Are Tapinoma sessile polygynous?

Tapinoma sessile is a species of small ant that goes by the common names odorous house ant, sugar ant, stink ant, and coconut ant. Their colonies are polydomous (consist of multiple nests) and polygynous (contain multiple reproducing queens).

Where do Tapinoma sessile live?

Distribution. The odorous house ant, Tapinoma sessile (Say), is a native species that occurs throughout the United States. It ranges from Canada to Mexico but is rarely found in the southwestern desert areas.

What do Tapinoma sessile eat?

sessile, one of our more important house infesting ants, is capable of invading houses from outdoors, or nesting inside. Although the ants feed on a wide variety of household foods, such as raw and cooked meats, cooked vegetables, dairy products, fruit juices, and pastries, they appear to show a preference for sweets.

How many eggs does a female odorous house ant lay each day?

Odorous House Ant eggs have an incubation period from 11 to 26 days. Each colony will have several queens laying eggs, but each may deposit only one egg per day.

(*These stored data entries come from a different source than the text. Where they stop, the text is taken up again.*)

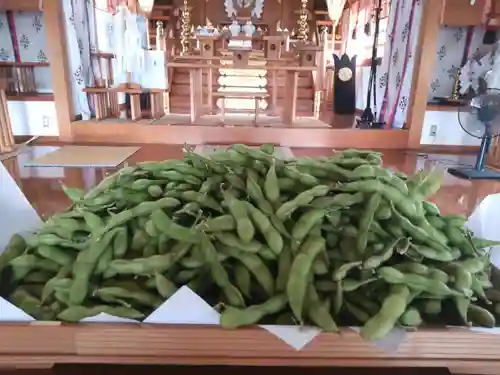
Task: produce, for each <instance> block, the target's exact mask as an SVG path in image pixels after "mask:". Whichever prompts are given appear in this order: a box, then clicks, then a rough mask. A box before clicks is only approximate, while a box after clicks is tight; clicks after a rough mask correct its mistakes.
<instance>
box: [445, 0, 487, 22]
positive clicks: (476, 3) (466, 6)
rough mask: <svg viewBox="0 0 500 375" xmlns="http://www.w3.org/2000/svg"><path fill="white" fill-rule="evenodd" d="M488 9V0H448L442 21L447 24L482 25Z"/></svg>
mask: <svg viewBox="0 0 500 375" xmlns="http://www.w3.org/2000/svg"><path fill="white" fill-rule="evenodd" d="M485 11H486V0H476V3H475V4H474V5H471V4H470V0H447V1H446V3H445V5H444V9H443V13H442V16H441V23H442V24H443V25H446V26H456V27H460V26H480V25H482V24H483V15H484V13H485Z"/></svg>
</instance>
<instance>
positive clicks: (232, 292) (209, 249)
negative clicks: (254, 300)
mask: <svg viewBox="0 0 500 375" xmlns="http://www.w3.org/2000/svg"><path fill="white" fill-rule="evenodd" d="M200 249H201V250H202V251H203V255H204V257H205V261H206V262H207V264H208V266H209V267H210V274H211V275H212V279H213V281H214V282H215V284H217V286H219V287H220V288H221V289H222V291H223V292H224V295H225V296H226V298H227V300H228V302H229V303H230V305H231V306H236V307H243V306H245V300H244V298H243V296H242V295H241V293H240V291H239V290H238V289H237V288H236V287H235V286H234V285H233V284H231V281H230V280H229V276H228V274H227V272H226V270H225V269H224V266H223V265H222V263H221V261H220V260H219V258H218V256H217V250H216V249H215V247H214V245H213V244H212V242H211V241H210V238H208V236H207V235H206V234H202V235H201V247H200Z"/></svg>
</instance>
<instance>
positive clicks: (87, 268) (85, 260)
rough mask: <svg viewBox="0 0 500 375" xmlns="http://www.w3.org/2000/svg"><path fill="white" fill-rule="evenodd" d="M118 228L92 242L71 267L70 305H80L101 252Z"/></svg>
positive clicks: (103, 249)
mask: <svg viewBox="0 0 500 375" xmlns="http://www.w3.org/2000/svg"><path fill="white" fill-rule="evenodd" d="M118 230H119V228H114V229H112V230H111V231H109V232H107V233H106V234H105V235H104V236H103V237H102V238H101V239H100V240H93V241H92V242H91V244H90V246H89V248H88V249H87V250H84V251H81V252H80V253H79V254H78V257H77V258H76V261H75V263H74V265H73V276H74V280H73V284H72V285H71V289H70V294H69V299H70V302H71V304H72V305H81V304H82V303H83V301H84V300H85V298H86V297H87V294H88V292H89V281H90V277H91V275H92V272H93V271H94V268H95V267H96V265H97V262H98V261H99V258H100V257H101V256H102V254H103V252H104V251H105V250H106V248H107V247H108V246H109V245H110V243H111V241H112V240H113V238H114V236H115V235H116V233H117V231H118Z"/></svg>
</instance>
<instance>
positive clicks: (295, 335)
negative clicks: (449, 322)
mask: <svg viewBox="0 0 500 375" xmlns="http://www.w3.org/2000/svg"><path fill="white" fill-rule="evenodd" d="M0 209H1V211H0V212H2V214H3V215H2V216H1V217H0V219H1V220H2V221H1V222H0V253H1V252H2V251H3V250H4V248H5V245H6V244H7V242H8V240H9V239H10V237H11V236H12V235H13V234H14V233H18V232H25V233H26V232H30V231H33V230H36V228H39V227H40V226H41V225H42V221H41V220H40V218H39V217H38V215H37V213H36V212H35V210H34V209H33V207H32V206H31V205H30V204H29V202H28V200H27V199H26V197H25V196H24V195H23V194H22V192H21V190H20V189H19V188H18V186H17V184H16V183H15V181H14V180H13V179H12V177H11V176H10V174H9V173H8V172H7V170H6V169H5V168H4V166H3V165H2V164H1V163H0ZM499 212H500V194H494V195H490V196H488V197H486V198H485V199H484V200H483V201H482V202H481V204H480V205H479V206H478V207H477V208H476V210H475V211H474V213H473V214H472V215H471V217H470V218H469V221H468V223H467V226H468V227H469V228H470V229H471V230H472V231H473V232H474V233H475V235H476V236H479V237H482V238H486V239H489V240H500V231H498V230H497V228H496V227H497V225H496V224H495V223H497V217H498V213H499ZM492 262H493V264H495V266H497V267H498V266H499V265H500V247H497V248H494V249H492ZM219 319H220V315H219V313H218V312H217V311H216V310H214V309H213V308H212V307H210V306H209V305H208V304H207V303H206V302H205V301H204V300H203V299H201V297H199V296H198V295H197V294H196V293H194V292H193V291H192V290H191V289H189V288H188V287H187V286H183V287H181V288H180V289H179V290H178V291H177V292H176V293H175V294H174V295H173V296H172V297H170V298H169V299H168V300H167V301H165V302H164V303H163V304H162V305H161V306H160V307H159V308H158V309H156V310H155V311H154V312H153V313H152V314H151V315H150V316H148V317H147V318H146V319H145V320H144V323H150V324H204V325H205V324H209V325H218V324H219ZM33 320H34V319H33V318H32V317H30V316H29V315H28V314H26V313H24V312H23V311H22V310H20V309H19V308H17V307H15V306H13V305H12V304H11V303H9V302H8V301H6V300H4V299H2V298H0V322H29V321H33ZM83 321H84V322H93V323H133V324H137V323H139V322H137V321H135V320H131V319H124V318H119V317H114V316H111V315H107V314H99V315H97V316H94V317H89V318H86V319H83ZM261 327H262V328H263V329H265V330H266V331H268V332H269V333H271V334H273V335H275V336H277V337H278V338H280V339H281V340H283V341H285V342H286V343H287V344H289V345H290V346H292V347H293V348H294V349H296V350H301V349H303V348H304V347H305V346H306V345H308V344H309V343H310V342H311V341H313V340H314V338H315V337H316V336H317V335H319V334H320V333H321V330H320V329H318V328H315V327H294V326H276V325H262V326H261ZM351 329H352V330H354V331H356V332H358V333H359V330H360V328H358V327H351ZM464 329H467V328H464ZM470 330H471V331H474V332H481V333H488V334H500V328H493V329H487V328H470ZM405 337H406V332H405V331H404V330H402V329H394V330H393V331H392V332H391V333H390V334H389V335H388V336H387V337H386V338H384V339H382V340H378V341H374V342H372V344H373V345H375V346H376V347H378V348H380V349H381V350H384V351H389V352H394V351H396V350H397V348H398V347H399V345H400V344H401V343H402V342H403V341H404V340H405Z"/></svg>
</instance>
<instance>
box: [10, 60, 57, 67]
mask: <svg viewBox="0 0 500 375" xmlns="http://www.w3.org/2000/svg"><path fill="white" fill-rule="evenodd" d="M2 66H15V67H21V68H22V67H24V68H39V67H47V66H50V63H48V62H37V61H33V62H16V61H0V67H2Z"/></svg>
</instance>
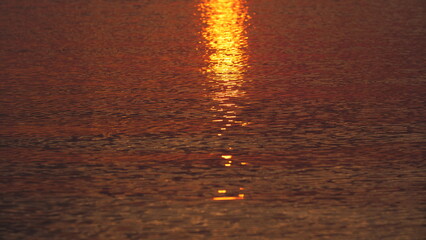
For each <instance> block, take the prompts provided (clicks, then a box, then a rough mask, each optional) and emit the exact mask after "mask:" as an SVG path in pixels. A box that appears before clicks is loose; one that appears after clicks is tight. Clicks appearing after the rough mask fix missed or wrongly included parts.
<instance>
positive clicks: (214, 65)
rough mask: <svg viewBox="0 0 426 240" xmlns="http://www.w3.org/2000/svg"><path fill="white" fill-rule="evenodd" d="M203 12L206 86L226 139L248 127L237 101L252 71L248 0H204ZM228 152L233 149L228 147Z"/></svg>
mask: <svg viewBox="0 0 426 240" xmlns="http://www.w3.org/2000/svg"><path fill="white" fill-rule="evenodd" d="M199 10H200V12H201V17H202V21H203V23H204V28H203V31H202V35H203V37H204V39H205V45H206V47H207V49H208V51H207V55H206V62H207V67H206V68H205V69H204V72H205V74H206V75H207V77H208V80H209V82H208V84H206V86H207V88H208V90H209V92H210V93H211V98H212V99H213V100H214V102H216V104H215V105H216V106H214V107H212V108H211V110H213V111H215V112H216V115H215V119H214V120H213V122H214V123H216V124H220V125H221V126H220V127H219V128H218V129H220V132H219V133H217V136H219V137H222V135H225V134H226V133H227V132H228V131H229V130H230V129H232V128H233V127H236V126H242V125H243V124H244V123H243V122H242V121H236V119H237V114H238V110H239V108H240V107H239V106H238V105H237V104H236V103H235V100H236V99H237V98H241V97H243V96H244V94H245V92H244V91H243V90H241V87H242V85H243V83H244V74H245V72H246V70H247V68H248V57H247V53H246V48H247V45H248V44H247V36H246V25H247V20H248V19H249V16H248V11H247V3H246V0H201V4H200V8H199ZM226 149H227V150H232V149H233V148H232V147H231V146H227V147H226ZM221 158H222V159H225V160H228V162H227V163H225V164H224V166H225V167H231V165H233V161H230V159H231V158H233V156H232V155H230V154H226V155H225V154H224V155H222V156H221ZM245 164H246V163H243V164H241V165H245ZM234 166H236V165H234ZM240 190H241V189H240ZM218 193H226V190H224V189H222V190H218ZM242 199H244V194H238V196H221V197H214V198H213V200H217V201H221V200H242Z"/></svg>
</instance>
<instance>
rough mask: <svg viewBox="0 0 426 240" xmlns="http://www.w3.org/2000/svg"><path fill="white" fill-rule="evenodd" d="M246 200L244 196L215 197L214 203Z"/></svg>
mask: <svg viewBox="0 0 426 240" xmlns="http://www.w3.org/2000/svg"><path fill="white" fill-rule="evenodd" d="M242 199H244V194H238V197H214V198H213V200H214V201H227V200H228V201H229V200H242Z"/></svg>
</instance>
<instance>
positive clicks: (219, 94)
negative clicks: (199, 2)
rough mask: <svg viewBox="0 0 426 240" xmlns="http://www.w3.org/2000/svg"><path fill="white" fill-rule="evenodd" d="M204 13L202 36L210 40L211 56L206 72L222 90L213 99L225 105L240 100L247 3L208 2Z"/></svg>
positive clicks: (215, 0)
mask: <svg viewBox="0 0 426 240" xmlns="http://www.w3.org/2000/svg"><path fill="white" fill-rule="evenodd" d="M200 10H201V12H202V18H203V22H204V24H205V27H204V28H203V31H202V35H203V37H204V39H205V40H206V41H207V42H206V46H207V47H208V48H209V53H210V54H209V56H208V57H207V59H206V61H207V62H208V67H207V68H206V69H205V72H206V73H207V74H208V76H209V78H210V81H211V82H212V83H213V84H215V85H217V86H216V87H219V89H220V90H219V91H216V92H214V97H213V98H214V100H216V101H219V102H223V101H226V100H228V99H229V98H230V97H241V96H243V95H244V92H243V91H241V90H240V89H239V87H240V86H241V85H242V83H243V80H244V79H243V74H244V72H245V69H246V68H247V67H248V64H247V54H246V47H247V37H246V32H245V28H246V23H247V20H248V19H249V16H248V13H247V7H246V5H245V1H244V0H205V1H203V3H202V4H201V5H200Z"/></svg>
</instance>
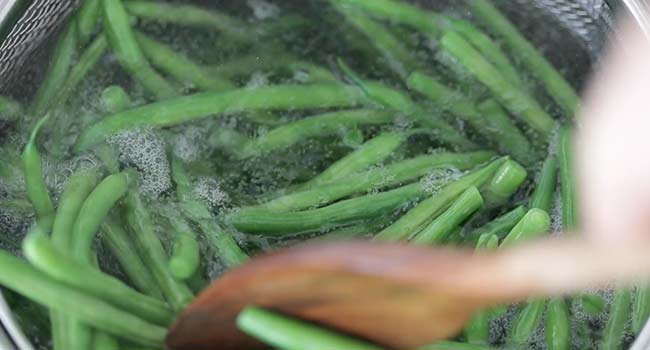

The worker and the queens live for several years while males usually die a few days after mating and the mated females begin new colonies.

How does the Tapinoma sessile get its food?

Foragers collect food that is around the nest area and bring it back to the colony to share with the other ants. T. sessile has polydomous colonies, meaning that one colony has multiple nests. Because of this, T. sessile is very good at foraging for food when there is great variance in the distribution of resources.

Why are Tapinoma sessile ants difficult to remove?

They also appear highly tolerant to heat and cold. These ants are difficult to remove from a home after their colony has become well-established. When offered a choice of food sources, the ants preferred sugar and protein over lipids, and this preference persisted in all seasons.

How long does it take for a Tapinoma sessile to hatch?

The queens lay the eggs which incubate between 11–26 days. After hatching, the larval stage lasts between 13–29 days, and the pre-pupal and pupal stages last between 10–24 days.

How is the Tapinoma different from the Technomyrmex?

Technomyrmex and Tapinoma are separated in the female castes by the contrasting morphologies of their gastral apices. In Technomyrmex the sclerites of the gastral apex are unspecialised, except that the pygidium is small. Gastral tergite 5 is therefore in line with tergites 1 – 4 and as a result all five tergites are visible in dorsal view.